At What Rate Are PHELO Leave Benefits Paid?
Employees who take leave under the PHELO must be paid in the same manner as other paid sick leave under the San Francisco Paid Sick Leave Ordinance – at the employee’s regular rate of pay (i.e. the employee’s overtime rate) for the workweek in which the leave is taken or by using a 90-day lookback period.
When Must Employers Pay Employees for Leave Under the PHELO?
Employees must be paid for PHELO leave by no later than the next regular payday after PHELO leave is taken.
Can I Require an Employee Who Requests Leave Under the PHELO to Find a Replacement?
No. Covered employers cannot require an employee to find a replacement as a condition of using PHELO leave benefits.
Can Employers Require Employees to Take PHELO Leave in Specific Increments?
Yes. PHELO may be taken in increments of one hour. Employers cannot require employees to take PHELO leave in increments greater than one hour.
Can Employers Require Employees to Provide Notice of the Need for PHELO Leave?
Yes, however, only to the extent that leave under the PHELO is reasonably foreseeable.
Can Employers Require Documentation to Substantiate Leave Under PHELO?
No. An employer can request the basis for PHELO leave, but may not require a doctor’s note, the disclosure of health information, or other documentation to substantiate the PHELO leave.
Are Employers Required to Notify Employees of Their Right to Leave Under the Ordinance?

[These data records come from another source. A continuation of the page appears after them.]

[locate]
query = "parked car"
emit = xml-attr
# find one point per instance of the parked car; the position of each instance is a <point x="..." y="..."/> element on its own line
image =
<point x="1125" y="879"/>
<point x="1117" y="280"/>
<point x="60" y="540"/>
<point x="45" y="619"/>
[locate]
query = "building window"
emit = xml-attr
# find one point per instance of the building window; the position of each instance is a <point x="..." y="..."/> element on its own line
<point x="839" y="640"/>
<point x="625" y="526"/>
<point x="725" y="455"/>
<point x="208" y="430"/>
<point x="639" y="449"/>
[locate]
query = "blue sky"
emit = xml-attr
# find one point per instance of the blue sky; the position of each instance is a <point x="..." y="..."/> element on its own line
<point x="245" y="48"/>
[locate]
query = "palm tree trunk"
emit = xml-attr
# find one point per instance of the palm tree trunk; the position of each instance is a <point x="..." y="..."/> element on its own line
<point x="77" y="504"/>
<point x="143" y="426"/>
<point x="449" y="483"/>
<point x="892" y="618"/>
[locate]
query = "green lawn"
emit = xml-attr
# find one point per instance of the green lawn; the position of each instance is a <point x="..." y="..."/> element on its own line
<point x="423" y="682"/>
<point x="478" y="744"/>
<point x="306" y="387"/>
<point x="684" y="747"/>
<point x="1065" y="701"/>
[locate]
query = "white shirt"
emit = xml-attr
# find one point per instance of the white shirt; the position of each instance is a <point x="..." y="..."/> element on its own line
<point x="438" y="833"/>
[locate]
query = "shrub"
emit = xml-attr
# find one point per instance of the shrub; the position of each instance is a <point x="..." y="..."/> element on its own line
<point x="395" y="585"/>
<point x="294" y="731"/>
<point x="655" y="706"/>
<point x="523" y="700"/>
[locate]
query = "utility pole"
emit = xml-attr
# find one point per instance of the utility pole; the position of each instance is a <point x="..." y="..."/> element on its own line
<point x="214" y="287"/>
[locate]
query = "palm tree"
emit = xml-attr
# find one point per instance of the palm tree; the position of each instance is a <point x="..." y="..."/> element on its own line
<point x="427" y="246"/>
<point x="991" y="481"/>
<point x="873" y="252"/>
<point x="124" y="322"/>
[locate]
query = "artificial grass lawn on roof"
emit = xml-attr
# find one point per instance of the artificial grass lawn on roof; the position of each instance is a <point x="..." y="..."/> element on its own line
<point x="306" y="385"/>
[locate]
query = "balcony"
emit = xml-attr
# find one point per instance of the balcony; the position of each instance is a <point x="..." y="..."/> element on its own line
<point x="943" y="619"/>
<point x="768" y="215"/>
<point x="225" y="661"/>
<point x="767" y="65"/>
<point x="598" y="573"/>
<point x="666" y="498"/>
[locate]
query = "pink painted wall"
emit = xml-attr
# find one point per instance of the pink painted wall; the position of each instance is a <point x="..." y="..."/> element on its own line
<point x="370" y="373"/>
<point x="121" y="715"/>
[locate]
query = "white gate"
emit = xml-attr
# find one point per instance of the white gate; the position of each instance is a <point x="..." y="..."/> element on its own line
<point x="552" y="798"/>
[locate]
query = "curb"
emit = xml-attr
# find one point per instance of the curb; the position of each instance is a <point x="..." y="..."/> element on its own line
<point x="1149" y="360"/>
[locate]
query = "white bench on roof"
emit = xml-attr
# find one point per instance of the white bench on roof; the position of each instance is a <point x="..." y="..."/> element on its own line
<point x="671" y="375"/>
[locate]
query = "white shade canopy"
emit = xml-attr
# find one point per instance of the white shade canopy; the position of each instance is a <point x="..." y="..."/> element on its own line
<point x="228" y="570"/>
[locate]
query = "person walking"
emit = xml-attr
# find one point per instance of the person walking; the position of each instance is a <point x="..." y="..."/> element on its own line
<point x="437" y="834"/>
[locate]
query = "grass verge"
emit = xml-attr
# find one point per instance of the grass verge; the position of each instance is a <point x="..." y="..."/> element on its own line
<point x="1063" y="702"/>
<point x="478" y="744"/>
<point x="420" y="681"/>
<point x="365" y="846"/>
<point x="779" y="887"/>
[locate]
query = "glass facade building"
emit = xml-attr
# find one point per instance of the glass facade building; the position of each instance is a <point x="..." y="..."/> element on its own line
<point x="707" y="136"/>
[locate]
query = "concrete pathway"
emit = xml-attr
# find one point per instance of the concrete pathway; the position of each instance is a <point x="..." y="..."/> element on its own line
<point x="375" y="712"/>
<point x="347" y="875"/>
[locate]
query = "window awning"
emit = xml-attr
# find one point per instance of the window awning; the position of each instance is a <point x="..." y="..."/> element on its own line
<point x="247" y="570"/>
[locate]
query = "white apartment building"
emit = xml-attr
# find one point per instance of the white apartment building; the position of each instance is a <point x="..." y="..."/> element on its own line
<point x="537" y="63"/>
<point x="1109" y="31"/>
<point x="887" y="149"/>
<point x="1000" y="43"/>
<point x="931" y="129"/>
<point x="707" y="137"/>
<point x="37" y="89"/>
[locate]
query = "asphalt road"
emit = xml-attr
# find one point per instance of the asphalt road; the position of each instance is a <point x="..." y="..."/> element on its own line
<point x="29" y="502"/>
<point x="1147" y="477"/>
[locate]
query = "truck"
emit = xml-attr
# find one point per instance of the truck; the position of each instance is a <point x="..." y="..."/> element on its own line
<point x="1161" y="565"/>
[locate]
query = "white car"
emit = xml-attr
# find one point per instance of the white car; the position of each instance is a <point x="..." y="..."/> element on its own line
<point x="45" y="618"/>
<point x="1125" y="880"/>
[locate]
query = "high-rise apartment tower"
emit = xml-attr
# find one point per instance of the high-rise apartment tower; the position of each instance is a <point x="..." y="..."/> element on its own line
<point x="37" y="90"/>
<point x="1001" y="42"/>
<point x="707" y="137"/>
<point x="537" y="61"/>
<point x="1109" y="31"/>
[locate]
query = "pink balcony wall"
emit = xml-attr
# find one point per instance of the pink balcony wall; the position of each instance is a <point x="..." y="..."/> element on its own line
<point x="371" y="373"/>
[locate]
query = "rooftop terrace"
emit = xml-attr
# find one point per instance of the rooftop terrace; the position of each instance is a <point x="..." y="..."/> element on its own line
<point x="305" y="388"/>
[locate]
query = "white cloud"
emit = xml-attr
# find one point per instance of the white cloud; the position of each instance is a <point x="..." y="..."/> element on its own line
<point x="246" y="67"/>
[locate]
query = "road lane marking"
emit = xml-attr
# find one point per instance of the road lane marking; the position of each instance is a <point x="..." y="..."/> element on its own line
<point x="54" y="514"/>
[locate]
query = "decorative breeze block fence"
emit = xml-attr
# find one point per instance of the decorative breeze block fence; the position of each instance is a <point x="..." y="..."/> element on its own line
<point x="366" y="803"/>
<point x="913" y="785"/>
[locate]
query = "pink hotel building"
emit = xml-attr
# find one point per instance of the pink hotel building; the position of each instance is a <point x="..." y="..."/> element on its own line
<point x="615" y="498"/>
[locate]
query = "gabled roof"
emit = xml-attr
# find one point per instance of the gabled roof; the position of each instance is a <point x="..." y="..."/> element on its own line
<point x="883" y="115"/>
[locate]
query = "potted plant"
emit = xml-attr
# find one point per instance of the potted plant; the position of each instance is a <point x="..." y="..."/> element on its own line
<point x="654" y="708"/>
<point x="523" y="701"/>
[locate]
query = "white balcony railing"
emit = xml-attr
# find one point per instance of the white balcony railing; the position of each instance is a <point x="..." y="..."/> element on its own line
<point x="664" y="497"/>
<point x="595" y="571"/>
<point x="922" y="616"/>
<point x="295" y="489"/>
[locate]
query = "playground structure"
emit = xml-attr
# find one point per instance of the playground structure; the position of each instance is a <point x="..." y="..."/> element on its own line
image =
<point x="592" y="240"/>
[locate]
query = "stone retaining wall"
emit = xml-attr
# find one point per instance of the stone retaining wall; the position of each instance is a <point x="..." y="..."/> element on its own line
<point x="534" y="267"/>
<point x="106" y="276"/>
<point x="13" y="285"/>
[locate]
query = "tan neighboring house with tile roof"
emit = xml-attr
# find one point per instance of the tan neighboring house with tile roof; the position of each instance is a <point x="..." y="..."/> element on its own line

Yes. By April 24, 2020, the San Francisco Office of Labor Standards Enforcement (OLSE) will publish a notice for employers to provide to employees. Within three days of that publication, employers must provide the notice to employees either by: posting the notice in a conspicuous place; emailing the notice; and/or posting the notice on an intranet or employee website.
Notices to employees must be provided in English, Spanish, Chinese and any other language spoken by at least 5% of the employees who are or were at the workplace or job site.

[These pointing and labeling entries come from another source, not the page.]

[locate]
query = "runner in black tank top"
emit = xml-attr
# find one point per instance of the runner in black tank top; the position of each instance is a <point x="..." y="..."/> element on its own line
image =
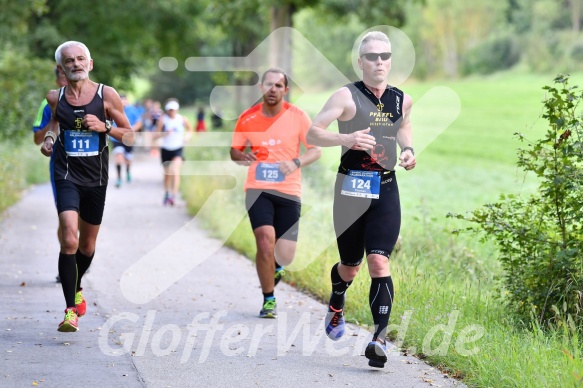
<point x="81" y="155"/>
<point x="372" y="119"/>
<point x="77" y="137"/>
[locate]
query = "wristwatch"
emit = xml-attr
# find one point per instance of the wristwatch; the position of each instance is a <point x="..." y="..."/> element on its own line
<point x="408" y="148"/>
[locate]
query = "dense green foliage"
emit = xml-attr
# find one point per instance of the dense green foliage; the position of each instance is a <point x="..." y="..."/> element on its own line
<point x="541" y="237"/>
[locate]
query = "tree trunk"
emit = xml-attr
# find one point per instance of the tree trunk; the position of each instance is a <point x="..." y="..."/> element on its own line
<point x="575" y="15"/>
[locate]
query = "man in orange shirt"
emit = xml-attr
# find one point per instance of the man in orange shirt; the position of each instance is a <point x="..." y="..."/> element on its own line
<point x="273" y="131"/>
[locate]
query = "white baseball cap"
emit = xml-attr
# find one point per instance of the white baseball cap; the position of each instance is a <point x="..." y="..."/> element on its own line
<point x="172" y="105"/>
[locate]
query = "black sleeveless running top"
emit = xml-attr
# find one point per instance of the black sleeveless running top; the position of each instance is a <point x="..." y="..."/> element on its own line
<point x="384" y="117"/>
<point x="81" y="155"/>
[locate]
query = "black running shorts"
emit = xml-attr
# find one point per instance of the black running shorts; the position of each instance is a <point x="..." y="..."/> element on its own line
<point x="168" y="155"/>
<point x="367" y="225"/>
<point x="89" y="202"/>
<point x="269" y="207"/>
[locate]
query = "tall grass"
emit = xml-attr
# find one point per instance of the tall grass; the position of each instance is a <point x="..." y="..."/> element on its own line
<point x="20" y="165"/>
<point x="449" y="306"/>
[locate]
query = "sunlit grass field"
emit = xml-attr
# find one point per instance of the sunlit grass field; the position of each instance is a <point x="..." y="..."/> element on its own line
<point x="448" y="306"/>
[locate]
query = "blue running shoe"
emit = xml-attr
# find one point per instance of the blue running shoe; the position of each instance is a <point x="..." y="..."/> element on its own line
<point x="279" y="273"/>
<point x="334" y="323"/>
<point x="376" y="352"/>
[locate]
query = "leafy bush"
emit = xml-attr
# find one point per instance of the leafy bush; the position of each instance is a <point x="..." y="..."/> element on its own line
<point x="541" y="237"/>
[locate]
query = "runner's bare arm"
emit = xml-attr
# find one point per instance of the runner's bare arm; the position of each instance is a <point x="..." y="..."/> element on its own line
<point x="339" y="106"/>
<point x="242" y="158"/>
<point x="113" y="107"/>
<point x="53" y="131"/>
<point x="405" y="136"/>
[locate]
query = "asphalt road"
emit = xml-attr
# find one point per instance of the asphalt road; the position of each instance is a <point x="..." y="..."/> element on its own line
<point x="200" y="331"/>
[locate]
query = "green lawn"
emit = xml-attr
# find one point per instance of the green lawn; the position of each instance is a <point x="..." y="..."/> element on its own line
<point x="442" y="281"/>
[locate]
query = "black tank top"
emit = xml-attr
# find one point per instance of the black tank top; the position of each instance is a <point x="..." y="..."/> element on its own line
<point x="384" y="117"/>
<point x="81" y="155"/>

Are Employers Required to Include the Amount of Available PHELO Leave on Employee Wage Statements?
Yes, to the extent “feasible.” The ordinance requires employers to provide written notice to employees of their available PHELO balance similar to the notice required under California Labor Code Section 246(i) for California sick leave.
If an employer provides unlimited paid time off to employees for use that would include the uses required by the PHELO, the employer may satisfy the PHELO notice requirement by indicating “unlimited” on the employee’s wage statement. However, employers with an “unlimited” sick leave or PTO policy should consult their employment lawyer for compliance with this new ordinance.

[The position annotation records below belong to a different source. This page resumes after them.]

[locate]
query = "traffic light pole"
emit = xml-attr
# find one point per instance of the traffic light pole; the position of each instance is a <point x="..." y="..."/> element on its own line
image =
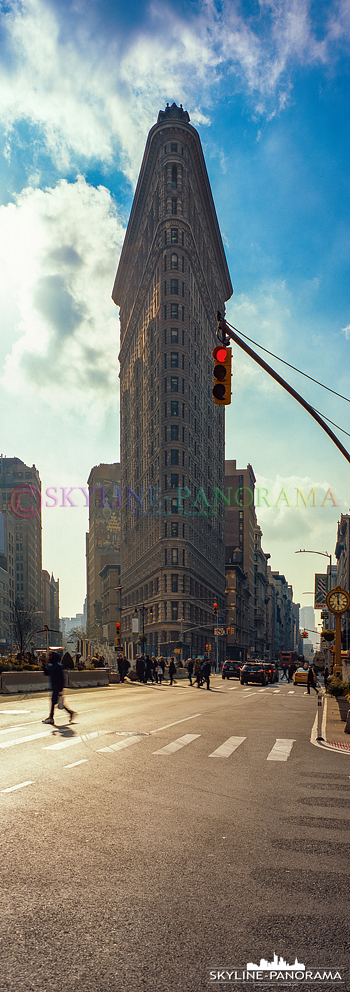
<point x="231" y="333"/>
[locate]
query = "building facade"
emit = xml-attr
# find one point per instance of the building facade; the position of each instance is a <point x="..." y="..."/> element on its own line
<point x="103" y="538"/>
<point x="20" y="501"/>
<point x="171" y="280"/>
<point x="240" y="525"/>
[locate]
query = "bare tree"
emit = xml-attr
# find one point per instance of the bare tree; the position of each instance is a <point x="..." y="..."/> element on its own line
<point x="24" y="624"/>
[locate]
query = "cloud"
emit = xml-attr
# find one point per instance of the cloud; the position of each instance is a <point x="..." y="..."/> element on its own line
<point x="88" y="99"/>
<point x="60" y="250"/>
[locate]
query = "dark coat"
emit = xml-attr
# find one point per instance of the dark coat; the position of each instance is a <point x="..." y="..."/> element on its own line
<point x="55" y="673"/>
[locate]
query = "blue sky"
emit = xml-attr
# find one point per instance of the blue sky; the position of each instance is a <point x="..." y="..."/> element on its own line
<point x="267" y="86"/>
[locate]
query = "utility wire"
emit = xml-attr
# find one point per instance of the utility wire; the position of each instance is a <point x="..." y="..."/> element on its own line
<point x="290" y="367"/>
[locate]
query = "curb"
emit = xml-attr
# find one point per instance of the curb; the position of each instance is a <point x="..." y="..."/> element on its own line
<point x="338" y="746"/>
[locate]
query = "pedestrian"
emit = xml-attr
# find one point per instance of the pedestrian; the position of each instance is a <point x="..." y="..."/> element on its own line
<point x="189" y="664"/>
<point x="197" y="672"/>
<point x="311" y="680"/>
<point x="206" y="672"/>
<point x="55" y="672"/>
<point x="172" y="670"/>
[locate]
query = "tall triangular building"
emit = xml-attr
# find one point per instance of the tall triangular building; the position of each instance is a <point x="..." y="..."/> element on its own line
<point x="172" y="278"/>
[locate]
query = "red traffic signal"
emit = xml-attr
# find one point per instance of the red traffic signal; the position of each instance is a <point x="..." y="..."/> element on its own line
<point x="222" y="375"/>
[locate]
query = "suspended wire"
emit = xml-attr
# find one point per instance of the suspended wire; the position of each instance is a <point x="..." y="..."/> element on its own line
<point x="332" y="422"/>
<point x="346" y="398"/>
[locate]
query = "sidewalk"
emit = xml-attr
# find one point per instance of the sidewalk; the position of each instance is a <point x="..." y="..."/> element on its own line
<point x="337" y="709"/>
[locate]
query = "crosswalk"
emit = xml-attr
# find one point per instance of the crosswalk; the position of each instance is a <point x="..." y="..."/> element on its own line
<point x="275" y="750"/>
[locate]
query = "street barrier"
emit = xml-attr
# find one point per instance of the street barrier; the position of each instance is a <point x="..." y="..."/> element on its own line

How Long Will Covered Businesses Be Required to Comply With the PHELO?
The PHELO will expire either 61 days following its enactment, unless reenacted, or when the San Francisco Public Health Emergency is terminated, whichever occurs first.
Who Will Enforce the PHELO’s Requirements?
The ordinance will be enforced by San Francisco’s OLSE. The PHELO also empowers the OLSE to establish requirements related to the ordinance.
The PHELO is unlikely to be the last municipal ordinance passed by a California city to address the need for additional paid sick leave in light of the COVID-19 pandemic. Other cities, including Oakland and Emeryville, are currently considering similar ordinances. Employers with a presence in multiple California jurisdictions (or with employees working from home in different cities) will need to closely monitor the ongoing developments at the federal, state and local levels to ensure compliance.
Sheppard Mullin is committed to providing employers with updated information regarding COVID-19 and its impact on the workplace. Stay informed on legal implications with Sheppard Mullin’s Coronavirus Insights Portal which now aggregates the firm’s various COVID-19 blog posts on a broad range of topics.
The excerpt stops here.